Common Credit Card Fraud Alert Triggers
Key points about: What triggers credit card fraud alerts?
Out-of-the-ordinary spending can signal fraud to your credit card company.
Some credit card fraud alerts result from actual fraud, but it’s also possible to trigger a fraud alert yourself.
Understanding fraud alert triggers can help you avoid or resolve false alarms and detect actual fraud.
Your credit card company monitors your card activity to protect against criminals using your account. If they see something that looks inconsistent in your spending patterns, they might suspect fraud and place a hold on your account until the issue is resolved.
While receiving a credit card fraud alert may make you uneasy, not all fraud alerts get prompted by actual fraud. It’s possible to trigger a fraud alert yourself, even when making legitimate transactions. Learning common fraud alert triggers may help you prevent or resolve false alarms and detect real threats.
What is Credit Card Fraud?
Credit card fraud is a type of identity theft. It occurs when someone steals your credit card or credit card information (credit card number, expiration date, security code, personal information, etc.) and uses it to make a purchase or withdrawal without your permission. A thief may get access to your card information in many ways. Online hacks (that illegally access data stored on a device or in an online account) and card skimmer schemes (that use a device installed unlawfully in card readers to record your card number when you swipe to pay) are common examples of credit card fraud, according to the Office of the Attorney General of Maryland.
According to the Federal Trade Commission, in 2021, more than 2.8 million reports were filed detailing the loss of over $5.8 billion to fraud, with credit cards being the most common payment method. Fortunately, according to the United States Code, the Fair Credit Billing Act protects credit card owners from fraud, limiting the maximum liability to $50. And your credit card issuer may provide additional consumer protection.
What Flags Your Account for Credit Card Fraud?

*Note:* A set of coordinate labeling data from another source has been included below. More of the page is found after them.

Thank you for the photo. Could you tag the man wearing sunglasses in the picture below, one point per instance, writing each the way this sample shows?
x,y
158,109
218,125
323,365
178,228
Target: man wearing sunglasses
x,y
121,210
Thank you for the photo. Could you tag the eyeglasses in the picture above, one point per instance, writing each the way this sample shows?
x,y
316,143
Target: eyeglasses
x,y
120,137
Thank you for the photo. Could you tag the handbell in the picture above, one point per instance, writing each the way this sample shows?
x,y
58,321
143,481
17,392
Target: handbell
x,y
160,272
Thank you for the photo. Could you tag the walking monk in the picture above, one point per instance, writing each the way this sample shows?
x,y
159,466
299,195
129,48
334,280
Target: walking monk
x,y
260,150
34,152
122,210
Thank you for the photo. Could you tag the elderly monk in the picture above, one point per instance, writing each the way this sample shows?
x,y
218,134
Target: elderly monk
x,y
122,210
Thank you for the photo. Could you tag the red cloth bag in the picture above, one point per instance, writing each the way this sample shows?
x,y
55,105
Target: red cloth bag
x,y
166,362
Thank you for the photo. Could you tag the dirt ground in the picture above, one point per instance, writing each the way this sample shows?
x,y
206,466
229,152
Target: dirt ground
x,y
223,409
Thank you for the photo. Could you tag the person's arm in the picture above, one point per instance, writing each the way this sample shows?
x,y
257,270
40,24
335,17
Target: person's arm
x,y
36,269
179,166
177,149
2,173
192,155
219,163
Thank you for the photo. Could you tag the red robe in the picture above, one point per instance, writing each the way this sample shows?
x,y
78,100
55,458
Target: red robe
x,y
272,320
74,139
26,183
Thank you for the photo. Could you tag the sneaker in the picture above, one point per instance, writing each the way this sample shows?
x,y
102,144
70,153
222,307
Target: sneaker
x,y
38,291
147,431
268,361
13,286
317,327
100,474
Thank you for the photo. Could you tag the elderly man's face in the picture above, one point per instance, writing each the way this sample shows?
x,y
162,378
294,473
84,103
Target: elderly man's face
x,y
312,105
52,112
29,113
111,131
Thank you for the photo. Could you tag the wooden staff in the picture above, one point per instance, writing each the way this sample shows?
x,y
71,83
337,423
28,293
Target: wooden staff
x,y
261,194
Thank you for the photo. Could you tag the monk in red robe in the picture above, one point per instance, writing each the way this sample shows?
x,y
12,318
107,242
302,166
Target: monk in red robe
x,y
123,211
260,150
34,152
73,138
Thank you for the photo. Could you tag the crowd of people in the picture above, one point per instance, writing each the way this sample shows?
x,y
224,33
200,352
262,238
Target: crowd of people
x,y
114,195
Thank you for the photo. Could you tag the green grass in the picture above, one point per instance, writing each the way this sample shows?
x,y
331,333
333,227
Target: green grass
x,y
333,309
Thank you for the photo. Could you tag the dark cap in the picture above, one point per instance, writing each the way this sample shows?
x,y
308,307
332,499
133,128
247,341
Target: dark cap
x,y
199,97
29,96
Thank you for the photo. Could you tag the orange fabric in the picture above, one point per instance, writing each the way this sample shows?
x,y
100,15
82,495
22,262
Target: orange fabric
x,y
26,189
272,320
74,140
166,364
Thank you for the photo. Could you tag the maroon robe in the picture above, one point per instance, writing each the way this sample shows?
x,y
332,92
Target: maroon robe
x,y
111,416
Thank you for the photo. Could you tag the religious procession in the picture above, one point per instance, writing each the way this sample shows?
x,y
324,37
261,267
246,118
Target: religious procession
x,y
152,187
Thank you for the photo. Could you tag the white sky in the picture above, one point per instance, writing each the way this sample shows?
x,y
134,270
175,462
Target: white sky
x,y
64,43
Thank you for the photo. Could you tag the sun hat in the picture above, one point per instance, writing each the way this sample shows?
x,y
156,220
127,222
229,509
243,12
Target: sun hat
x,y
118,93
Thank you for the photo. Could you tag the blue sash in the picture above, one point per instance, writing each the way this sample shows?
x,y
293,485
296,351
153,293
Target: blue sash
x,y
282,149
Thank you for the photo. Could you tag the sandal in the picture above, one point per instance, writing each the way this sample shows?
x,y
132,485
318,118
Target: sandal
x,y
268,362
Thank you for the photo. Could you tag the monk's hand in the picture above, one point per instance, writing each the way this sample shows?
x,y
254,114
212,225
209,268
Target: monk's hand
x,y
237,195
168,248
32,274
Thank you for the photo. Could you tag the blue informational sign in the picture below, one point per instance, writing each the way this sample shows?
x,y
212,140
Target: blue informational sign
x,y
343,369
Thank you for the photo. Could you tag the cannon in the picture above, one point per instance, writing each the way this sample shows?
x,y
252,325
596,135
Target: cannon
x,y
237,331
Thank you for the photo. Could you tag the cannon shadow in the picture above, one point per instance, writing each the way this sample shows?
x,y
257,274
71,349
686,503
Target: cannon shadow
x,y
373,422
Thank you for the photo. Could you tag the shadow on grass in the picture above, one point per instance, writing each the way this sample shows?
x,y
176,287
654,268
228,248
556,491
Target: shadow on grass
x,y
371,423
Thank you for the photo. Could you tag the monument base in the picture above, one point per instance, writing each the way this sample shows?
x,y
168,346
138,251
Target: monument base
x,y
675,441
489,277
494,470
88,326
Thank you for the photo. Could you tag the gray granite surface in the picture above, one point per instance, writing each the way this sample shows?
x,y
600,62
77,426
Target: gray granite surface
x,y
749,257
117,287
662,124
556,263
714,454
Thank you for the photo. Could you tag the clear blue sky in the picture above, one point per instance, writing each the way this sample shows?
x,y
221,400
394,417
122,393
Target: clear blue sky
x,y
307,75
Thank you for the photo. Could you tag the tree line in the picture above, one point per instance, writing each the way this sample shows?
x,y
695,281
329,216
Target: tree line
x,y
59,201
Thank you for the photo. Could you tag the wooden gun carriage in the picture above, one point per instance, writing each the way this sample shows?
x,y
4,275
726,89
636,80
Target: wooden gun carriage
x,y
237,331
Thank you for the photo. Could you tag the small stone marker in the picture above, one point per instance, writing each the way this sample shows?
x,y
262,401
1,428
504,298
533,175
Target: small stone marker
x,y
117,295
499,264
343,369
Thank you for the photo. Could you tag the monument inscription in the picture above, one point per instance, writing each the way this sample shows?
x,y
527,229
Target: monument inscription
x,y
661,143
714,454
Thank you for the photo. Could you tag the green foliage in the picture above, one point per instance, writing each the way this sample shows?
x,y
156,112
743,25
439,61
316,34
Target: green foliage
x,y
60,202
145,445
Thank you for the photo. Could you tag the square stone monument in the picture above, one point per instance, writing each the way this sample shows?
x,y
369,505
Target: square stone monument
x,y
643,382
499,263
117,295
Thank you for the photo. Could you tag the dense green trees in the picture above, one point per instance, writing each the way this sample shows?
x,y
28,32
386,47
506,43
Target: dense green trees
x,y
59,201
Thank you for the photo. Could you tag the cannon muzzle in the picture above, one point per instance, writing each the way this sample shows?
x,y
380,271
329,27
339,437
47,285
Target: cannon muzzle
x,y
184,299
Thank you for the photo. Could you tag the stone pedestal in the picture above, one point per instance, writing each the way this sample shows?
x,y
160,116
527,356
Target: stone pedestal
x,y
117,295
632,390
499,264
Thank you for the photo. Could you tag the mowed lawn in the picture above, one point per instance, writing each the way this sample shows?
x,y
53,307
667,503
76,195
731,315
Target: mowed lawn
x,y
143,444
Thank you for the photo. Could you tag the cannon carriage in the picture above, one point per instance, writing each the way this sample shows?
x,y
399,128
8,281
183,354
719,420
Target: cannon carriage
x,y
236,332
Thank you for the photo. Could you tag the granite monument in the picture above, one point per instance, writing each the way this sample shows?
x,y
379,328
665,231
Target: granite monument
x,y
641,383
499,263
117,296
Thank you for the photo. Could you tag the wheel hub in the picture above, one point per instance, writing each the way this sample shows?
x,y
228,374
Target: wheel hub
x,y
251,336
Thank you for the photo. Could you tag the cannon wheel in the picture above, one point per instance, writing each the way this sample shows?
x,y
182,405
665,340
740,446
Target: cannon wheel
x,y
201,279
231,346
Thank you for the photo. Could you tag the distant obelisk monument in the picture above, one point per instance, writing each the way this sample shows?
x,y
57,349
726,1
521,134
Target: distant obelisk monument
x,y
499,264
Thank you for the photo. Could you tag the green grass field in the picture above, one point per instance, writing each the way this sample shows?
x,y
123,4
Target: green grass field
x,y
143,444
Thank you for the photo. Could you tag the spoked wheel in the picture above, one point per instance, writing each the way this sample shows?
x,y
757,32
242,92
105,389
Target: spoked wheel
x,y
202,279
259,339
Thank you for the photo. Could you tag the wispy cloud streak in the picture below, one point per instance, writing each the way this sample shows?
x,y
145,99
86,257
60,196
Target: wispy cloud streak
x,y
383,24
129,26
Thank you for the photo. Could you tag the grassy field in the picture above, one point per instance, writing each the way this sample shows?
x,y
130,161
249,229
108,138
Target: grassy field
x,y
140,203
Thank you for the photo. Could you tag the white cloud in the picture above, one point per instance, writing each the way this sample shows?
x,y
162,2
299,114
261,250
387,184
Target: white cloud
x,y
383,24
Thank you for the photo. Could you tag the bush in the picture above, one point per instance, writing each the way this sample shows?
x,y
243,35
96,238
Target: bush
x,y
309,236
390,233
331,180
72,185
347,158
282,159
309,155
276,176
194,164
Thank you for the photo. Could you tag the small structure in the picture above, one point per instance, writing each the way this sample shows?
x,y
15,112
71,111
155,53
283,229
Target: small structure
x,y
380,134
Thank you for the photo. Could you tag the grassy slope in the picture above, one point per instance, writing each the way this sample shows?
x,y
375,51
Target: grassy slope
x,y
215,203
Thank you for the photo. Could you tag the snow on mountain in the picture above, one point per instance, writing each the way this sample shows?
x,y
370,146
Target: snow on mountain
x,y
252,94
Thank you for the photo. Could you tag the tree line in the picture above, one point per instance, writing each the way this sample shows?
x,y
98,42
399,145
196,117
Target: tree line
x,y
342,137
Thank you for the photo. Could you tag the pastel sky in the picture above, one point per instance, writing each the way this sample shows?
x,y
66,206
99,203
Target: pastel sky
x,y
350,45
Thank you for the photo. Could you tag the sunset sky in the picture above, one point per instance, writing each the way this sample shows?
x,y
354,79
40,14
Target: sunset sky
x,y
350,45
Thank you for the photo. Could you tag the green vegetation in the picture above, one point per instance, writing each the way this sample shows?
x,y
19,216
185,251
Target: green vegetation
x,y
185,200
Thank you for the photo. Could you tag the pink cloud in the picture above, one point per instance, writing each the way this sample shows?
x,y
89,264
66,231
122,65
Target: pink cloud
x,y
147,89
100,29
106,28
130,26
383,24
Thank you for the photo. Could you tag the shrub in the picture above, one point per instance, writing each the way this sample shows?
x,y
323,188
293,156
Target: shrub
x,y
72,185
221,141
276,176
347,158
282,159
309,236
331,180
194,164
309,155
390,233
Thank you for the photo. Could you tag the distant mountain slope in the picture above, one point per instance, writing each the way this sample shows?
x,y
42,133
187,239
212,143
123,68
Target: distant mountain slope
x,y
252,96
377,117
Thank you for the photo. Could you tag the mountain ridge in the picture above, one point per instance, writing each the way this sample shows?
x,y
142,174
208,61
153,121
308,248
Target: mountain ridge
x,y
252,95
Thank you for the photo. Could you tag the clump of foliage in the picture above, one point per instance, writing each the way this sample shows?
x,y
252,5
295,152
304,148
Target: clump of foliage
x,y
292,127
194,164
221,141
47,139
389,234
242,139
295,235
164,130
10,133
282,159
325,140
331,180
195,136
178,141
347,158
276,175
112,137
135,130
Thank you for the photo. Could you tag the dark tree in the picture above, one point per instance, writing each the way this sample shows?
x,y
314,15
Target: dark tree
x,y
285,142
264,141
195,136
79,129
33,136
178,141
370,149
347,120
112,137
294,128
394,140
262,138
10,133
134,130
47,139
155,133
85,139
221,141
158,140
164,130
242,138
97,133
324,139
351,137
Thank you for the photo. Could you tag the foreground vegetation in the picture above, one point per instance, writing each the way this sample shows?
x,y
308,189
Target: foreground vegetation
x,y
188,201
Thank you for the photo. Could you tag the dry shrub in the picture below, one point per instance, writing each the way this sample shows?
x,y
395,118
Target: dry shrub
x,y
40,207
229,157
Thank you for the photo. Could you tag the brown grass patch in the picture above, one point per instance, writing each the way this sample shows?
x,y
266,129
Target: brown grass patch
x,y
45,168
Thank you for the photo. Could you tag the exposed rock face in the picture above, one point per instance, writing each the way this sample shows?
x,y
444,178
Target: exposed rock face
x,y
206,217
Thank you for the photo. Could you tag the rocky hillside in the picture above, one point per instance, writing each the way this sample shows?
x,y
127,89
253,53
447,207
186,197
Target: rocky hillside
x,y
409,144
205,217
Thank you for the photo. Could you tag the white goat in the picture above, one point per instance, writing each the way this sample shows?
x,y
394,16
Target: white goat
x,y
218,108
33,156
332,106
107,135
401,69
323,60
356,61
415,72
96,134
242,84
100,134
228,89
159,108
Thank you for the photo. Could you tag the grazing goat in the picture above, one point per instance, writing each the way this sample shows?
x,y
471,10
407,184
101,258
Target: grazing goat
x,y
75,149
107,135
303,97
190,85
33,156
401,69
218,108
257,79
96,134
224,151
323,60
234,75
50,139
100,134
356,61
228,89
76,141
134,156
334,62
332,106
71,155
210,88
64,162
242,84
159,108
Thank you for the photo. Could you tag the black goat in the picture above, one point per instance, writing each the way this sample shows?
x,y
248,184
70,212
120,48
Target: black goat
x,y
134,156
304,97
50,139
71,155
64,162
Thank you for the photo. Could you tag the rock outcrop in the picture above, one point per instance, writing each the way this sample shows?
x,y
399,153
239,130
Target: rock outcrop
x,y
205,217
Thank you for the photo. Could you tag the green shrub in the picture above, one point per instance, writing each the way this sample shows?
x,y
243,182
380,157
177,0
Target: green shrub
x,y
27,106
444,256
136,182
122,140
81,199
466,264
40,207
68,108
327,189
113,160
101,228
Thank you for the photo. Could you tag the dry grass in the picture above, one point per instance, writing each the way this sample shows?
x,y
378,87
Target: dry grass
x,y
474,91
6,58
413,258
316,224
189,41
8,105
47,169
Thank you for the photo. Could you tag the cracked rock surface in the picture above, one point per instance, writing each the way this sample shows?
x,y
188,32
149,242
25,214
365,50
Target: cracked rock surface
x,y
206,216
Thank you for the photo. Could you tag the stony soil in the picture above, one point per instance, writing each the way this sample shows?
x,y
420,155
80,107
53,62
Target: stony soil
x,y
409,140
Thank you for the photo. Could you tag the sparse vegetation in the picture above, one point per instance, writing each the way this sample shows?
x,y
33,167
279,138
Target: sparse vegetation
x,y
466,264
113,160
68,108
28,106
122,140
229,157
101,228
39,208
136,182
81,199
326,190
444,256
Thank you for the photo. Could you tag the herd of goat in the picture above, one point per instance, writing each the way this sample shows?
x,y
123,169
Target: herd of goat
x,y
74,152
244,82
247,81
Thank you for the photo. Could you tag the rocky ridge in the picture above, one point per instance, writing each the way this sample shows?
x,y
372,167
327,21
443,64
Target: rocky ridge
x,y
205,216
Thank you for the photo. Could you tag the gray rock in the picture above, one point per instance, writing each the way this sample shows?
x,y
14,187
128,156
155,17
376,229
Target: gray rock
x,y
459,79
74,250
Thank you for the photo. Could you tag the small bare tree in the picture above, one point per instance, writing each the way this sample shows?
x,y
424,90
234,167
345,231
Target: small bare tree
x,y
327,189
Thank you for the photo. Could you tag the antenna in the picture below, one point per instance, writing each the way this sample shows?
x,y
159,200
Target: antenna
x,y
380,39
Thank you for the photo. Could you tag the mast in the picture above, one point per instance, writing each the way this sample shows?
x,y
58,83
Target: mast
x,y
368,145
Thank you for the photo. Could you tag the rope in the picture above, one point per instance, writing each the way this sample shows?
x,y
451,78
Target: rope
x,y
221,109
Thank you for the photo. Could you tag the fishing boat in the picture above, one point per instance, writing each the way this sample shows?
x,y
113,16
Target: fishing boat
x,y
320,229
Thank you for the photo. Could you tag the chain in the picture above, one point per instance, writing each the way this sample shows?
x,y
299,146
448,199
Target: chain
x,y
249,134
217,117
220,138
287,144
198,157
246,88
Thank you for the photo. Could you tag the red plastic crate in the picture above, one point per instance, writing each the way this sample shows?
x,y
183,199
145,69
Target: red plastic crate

Credit card companies offer consumer protection by monitoring your account for fraudulent activity. Sometimes your own spending may accidentally trip a credit card fraud alert.
This can be due to activities like making a large or international purchase (in person or online), an unusually high frequency of charges at once, or other activities that might seem unusual compared to your regular spending habits. Understanding what causes fraud alerts can help you anticipate issues, resolve false alerts, and confirm potential identity theft. Here are some of the things that may ring alarm bells:
Making large purchases
It’s common for a criminal to make a large transaction with a stolen credit card. So, if you don’t typically use your card for expensive items, making one or several large purchases may appear questionable to your credit issuer, especially if you meet or exceed your credit limit.
Making international purchases
Criminals can access your credit card information from anywhere in the world. That’s why your issuer may get concerned when they see a transaction outside your regular location. Using your card out of state can also mimic suspicious activity.
If you plan on making out-of-state or international purchases, you can alert your credit card company ahead of time to avoid false credit card fraud alerts.
Changes in spending behavior
Stolen cards are used for small purchases as well. That means even a less expensive transaction can send risk signals when purchasing several inexpensive items that you don’t usually buy.
Purchasing gift cards
If your regular spending pattern doesn’t include purchasing gift cards, purchasing a large number of gift cards at once can raise red flags. According to the Federal Trade Commission, buying gift cards with stolen credit is a favorite of scammers. Gift cards are easy to purchase, and scammers can continue using them even after your account is frozen.
How should you respond to a credit card fraud alert?
If your card issuer detects suspicious activity, they will place a hold on your account and may immediately notify you. Depending on your communication settings, the notification might be by phone call, text message, or email. At that point, you can confirm whether the activity is legitimate, and your credit card company can help you initiate a fraud report if necessary.
Reporting Credit Card Fraud
Knowing what may trigger a credit card fraud alert can help you protect yourself from real threats. If you believe you’re the victim of a credit card scam or theft, you can contact your card issuer to report suspected fraud immediately, hopefully stopping criminals in their tracks.